Distributed MySQL with Vitess
Ubiquitous
Whereas IT organizations in the past maintained individual setups with separate infrastructures, scalable platforms today almost inevitably set the tone. Because customers take it for granted that their providers will continually reduce the cost of IT infrastructure and its operation, today IT can only be operated efficiently if it relies on sheer mass.
In the past, admins might have had a few dozen systems in their care; however, today they are more likely to have hundreds of machines or even more. Of course, this also affects the applications that run on these platforms: They need to be able to grow along with the environments. Several examples do this impressively, including Ceph, which offers storage that grows with the usage scenario, or applications that adhere to a cloud-ready design and can internally scale seamlessly at every level.

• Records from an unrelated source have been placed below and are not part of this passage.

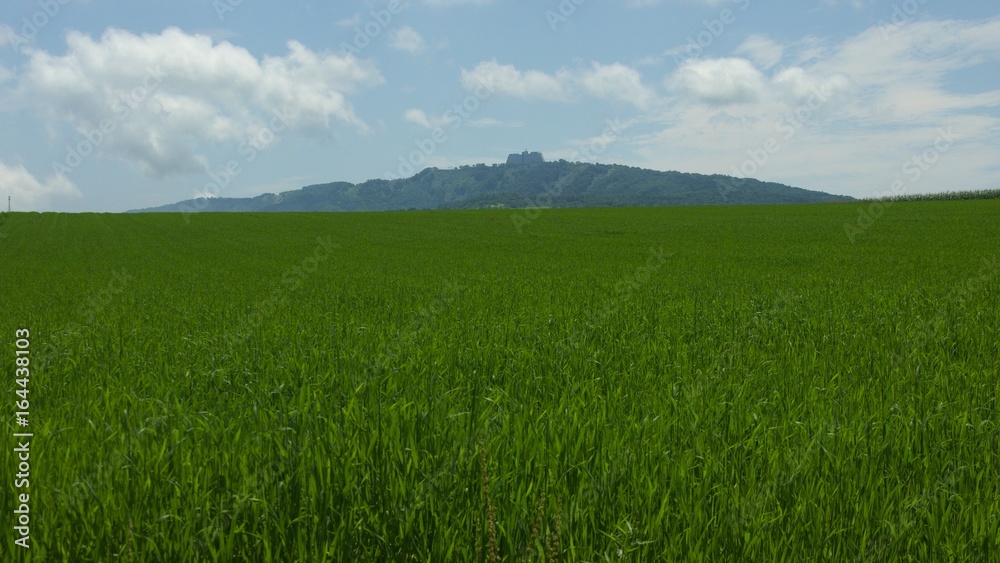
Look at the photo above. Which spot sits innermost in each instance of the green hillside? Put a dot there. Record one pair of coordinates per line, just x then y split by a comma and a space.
551, 184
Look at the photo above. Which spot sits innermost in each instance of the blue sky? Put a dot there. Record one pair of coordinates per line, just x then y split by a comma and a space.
113, 105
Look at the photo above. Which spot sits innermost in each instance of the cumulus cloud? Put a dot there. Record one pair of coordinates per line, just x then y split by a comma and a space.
795, 85
615, 82
30, 193
407, 39
764, 52
719, 81
422, 119
506, 79
156, 97
827, 103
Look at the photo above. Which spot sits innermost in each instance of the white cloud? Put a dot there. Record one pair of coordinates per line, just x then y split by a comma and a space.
407, 39
167, 93
719, 81
506, 79
841, 116
27, 192
422, 119
615, 81
764, 52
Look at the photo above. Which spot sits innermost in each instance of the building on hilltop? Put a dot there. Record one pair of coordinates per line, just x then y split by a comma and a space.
525, 158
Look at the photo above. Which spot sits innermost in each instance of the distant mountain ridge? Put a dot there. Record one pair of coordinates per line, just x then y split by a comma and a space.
546, 184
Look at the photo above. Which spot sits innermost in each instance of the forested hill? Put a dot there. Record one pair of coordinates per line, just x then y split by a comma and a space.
549, 184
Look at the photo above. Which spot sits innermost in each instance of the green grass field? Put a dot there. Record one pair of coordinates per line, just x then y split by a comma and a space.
700, 383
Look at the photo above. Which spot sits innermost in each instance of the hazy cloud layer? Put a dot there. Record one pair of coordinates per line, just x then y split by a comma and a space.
159, 96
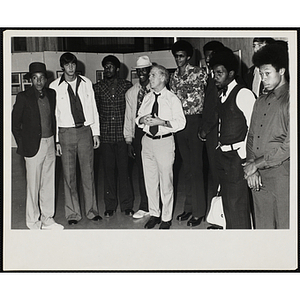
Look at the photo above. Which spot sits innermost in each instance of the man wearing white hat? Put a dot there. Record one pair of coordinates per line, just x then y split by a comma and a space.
132, 133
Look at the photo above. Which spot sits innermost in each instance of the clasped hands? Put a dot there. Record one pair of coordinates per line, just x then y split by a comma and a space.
151, 121
252, 175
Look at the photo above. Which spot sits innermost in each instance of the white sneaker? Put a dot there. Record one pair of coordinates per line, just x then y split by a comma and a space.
140, 214
54, 226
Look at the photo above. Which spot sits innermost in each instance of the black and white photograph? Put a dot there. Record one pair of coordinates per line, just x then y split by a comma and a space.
150, 150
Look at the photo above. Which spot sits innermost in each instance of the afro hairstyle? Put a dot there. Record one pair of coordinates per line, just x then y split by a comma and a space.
226, 58
182, 45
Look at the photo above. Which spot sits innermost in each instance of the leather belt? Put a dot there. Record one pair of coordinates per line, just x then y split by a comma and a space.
231, 147
157, 137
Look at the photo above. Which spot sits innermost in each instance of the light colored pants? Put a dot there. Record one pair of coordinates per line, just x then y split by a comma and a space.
40, 170
158, 158
78, 143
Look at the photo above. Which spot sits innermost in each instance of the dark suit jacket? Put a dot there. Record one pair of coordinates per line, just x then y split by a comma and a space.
26, 120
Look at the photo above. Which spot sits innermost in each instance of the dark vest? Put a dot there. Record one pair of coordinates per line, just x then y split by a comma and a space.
233, 122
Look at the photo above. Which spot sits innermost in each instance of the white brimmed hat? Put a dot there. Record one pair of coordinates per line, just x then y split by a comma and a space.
143, 62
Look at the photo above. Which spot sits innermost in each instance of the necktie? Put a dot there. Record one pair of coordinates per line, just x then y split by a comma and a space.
154, 129
142, 92
76, 106
42, 95
223, 91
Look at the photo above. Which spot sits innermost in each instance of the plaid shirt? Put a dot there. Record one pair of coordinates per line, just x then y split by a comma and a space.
190, 88
111, 108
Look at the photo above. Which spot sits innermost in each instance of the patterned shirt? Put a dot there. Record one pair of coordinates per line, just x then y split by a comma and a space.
110, 101
190, 88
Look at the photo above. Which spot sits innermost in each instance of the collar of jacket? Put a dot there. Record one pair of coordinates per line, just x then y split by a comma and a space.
62, 78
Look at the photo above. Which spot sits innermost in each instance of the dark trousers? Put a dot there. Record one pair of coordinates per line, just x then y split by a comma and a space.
271, 202
137, 145
213, 180
234, 190
191, 149
116, 176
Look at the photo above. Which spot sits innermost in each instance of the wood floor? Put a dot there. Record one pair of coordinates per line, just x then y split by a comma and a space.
118, 221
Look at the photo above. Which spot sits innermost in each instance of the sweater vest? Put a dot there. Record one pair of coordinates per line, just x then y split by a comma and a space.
233, 127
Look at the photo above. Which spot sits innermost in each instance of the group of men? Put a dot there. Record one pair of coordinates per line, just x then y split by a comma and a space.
246, 135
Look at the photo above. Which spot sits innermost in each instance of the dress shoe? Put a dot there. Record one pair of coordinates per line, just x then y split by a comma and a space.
152, 222
129, 212
214, 227
184, 216
72, 222
108, 213
140, 214
54, 226
165, 225
194, 222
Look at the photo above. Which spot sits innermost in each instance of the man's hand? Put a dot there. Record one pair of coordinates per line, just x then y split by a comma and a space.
254, 181
249, 168
96, 140
153, 121
130, 151
202, 135
58, 150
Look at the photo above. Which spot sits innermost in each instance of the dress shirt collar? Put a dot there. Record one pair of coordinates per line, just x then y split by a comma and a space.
280, 90
162, 91
62, 79
231, 85
39, 94
147, 86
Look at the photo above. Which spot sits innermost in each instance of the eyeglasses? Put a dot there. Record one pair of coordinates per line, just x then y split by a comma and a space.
179, 56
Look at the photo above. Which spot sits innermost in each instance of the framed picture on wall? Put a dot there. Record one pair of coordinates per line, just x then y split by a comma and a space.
19, 82
99, 75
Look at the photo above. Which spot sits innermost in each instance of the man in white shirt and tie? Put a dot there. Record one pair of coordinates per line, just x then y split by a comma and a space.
78, 134
160, 115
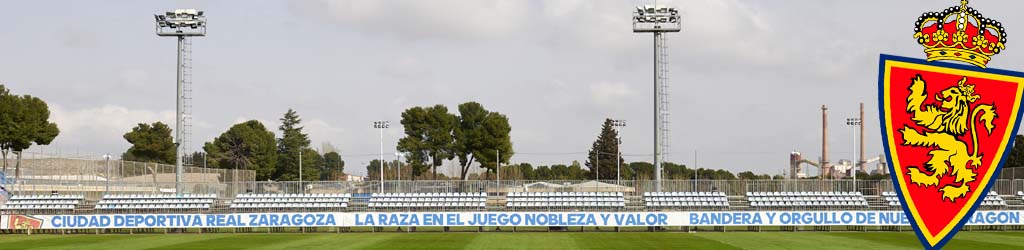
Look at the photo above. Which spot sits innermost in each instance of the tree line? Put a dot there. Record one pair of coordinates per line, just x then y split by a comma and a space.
470, 136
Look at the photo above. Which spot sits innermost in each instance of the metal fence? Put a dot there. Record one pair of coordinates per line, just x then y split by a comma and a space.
228, 190
47, 173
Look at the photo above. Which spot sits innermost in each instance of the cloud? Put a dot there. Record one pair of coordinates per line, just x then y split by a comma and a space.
403, 68
425, 19
606, 93
98, 128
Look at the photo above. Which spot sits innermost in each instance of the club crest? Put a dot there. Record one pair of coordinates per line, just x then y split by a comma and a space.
946, 127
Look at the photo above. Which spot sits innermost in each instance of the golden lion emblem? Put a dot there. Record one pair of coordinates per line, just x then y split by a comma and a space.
942, 125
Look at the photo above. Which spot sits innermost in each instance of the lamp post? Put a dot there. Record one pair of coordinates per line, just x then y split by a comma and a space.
854, 123
397, 156
108, 177
381, 125
619, 155
657, 19
180, 24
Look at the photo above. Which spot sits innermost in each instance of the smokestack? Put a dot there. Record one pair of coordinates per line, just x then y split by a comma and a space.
795, 164
824, 142
860, 163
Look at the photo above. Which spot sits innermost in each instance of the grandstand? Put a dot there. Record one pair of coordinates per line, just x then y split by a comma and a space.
462, 203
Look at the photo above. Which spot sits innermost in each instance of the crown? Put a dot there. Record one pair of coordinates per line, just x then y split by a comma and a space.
960, 33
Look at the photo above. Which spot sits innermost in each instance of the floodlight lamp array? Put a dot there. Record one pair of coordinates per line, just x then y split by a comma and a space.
181, 23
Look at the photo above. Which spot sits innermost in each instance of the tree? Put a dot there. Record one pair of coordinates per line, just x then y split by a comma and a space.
151, 143
428, 139
642, 170
747, 175
332, 164
291, 143
1016, 158
526, 171
481, 135
245, 146
24, 121
312, 163
602, 157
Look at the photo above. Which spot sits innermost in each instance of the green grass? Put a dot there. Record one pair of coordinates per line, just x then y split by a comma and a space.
561, 241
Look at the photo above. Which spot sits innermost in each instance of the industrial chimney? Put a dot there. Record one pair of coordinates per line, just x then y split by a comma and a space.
825, 168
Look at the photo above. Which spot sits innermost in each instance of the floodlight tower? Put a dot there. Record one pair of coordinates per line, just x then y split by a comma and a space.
657, 19
181, 24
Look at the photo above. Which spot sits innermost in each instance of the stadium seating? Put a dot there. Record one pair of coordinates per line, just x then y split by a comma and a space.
290, 201
565, 200
806, 199
685, 200
992, 199
43, 202
428, 200
891, 199
157, 202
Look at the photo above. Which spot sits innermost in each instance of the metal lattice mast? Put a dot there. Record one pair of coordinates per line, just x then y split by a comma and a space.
186, 102
181, 24
663, 75
658, 19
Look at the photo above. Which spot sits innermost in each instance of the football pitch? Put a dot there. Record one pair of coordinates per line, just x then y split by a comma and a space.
561, 241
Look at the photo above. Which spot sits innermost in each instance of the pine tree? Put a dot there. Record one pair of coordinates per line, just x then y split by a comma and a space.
604, 153
292, 141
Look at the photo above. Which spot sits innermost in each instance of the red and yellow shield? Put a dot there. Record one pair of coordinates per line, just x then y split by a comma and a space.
18, 221
946, 130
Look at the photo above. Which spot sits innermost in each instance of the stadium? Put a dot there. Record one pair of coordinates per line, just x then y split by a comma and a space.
250, 188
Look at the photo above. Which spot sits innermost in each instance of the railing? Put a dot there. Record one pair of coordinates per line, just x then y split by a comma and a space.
228, 190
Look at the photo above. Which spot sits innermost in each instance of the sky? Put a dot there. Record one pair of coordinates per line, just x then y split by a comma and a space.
748, 78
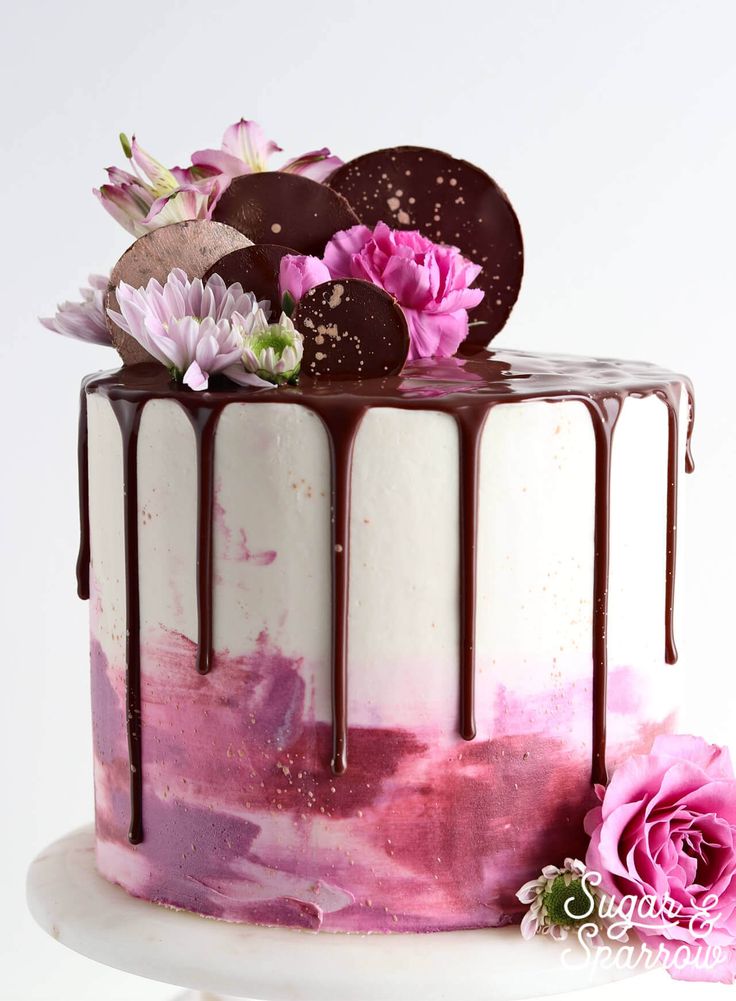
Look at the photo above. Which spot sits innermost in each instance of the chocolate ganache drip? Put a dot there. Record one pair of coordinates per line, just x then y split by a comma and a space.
466, 388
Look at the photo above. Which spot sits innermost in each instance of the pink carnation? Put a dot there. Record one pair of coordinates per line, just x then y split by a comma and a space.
666, 831
430, 281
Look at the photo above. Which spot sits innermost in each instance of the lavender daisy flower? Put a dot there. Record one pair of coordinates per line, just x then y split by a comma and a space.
83, 320
194, 328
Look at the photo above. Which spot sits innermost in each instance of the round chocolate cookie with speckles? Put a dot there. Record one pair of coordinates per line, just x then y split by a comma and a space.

The trend toward scaling does not stop at databases either. You might think this topic no longer needs further consideration. After all, you have Galera for MySQL and a cornucopia of solutions for PostgreSQL that retrofit scalability. Unfortunately, it's not that simple. Galera (Figure 1) has a fan base, but comes with architectural weaknesses that often make its use impossible. PostgreSQL is nowhere near as popular as MariaDB or MySQL; it is used in far fewer setups and is considered more complicated and cumbersome. Not to mention that quite a few of the replication solutions for PostgreSQL are also plagued with critical design flaws.
Vitess [1], a scalability solution for MySQL that has proven itself over the years at YouTube, deliberately does a few things differently from Galera. The authors promise seamless scalability with reliable consistency, as well as several additional features such as an internal engine that optimizes database queries to eke out more performance. At least according to the advertising, Vitess – in combination with MySQL – is the perfect database solution for scalable setups and, in turn, also for cloud setups.
Challenges
Before I turn directly to Vitess, it might be useful to briefly outline the basic challenges of a distributed database system to help understand why special software is needed at all to implement scaled databases. After all, the question of why a single MySQL instance on powerful hardware is not enough is quite legitimate and not at all easy to answer. The same applies to the question of why a single dataset from MySQL cannot be easily distributed to any number of MySQL instances on the back end.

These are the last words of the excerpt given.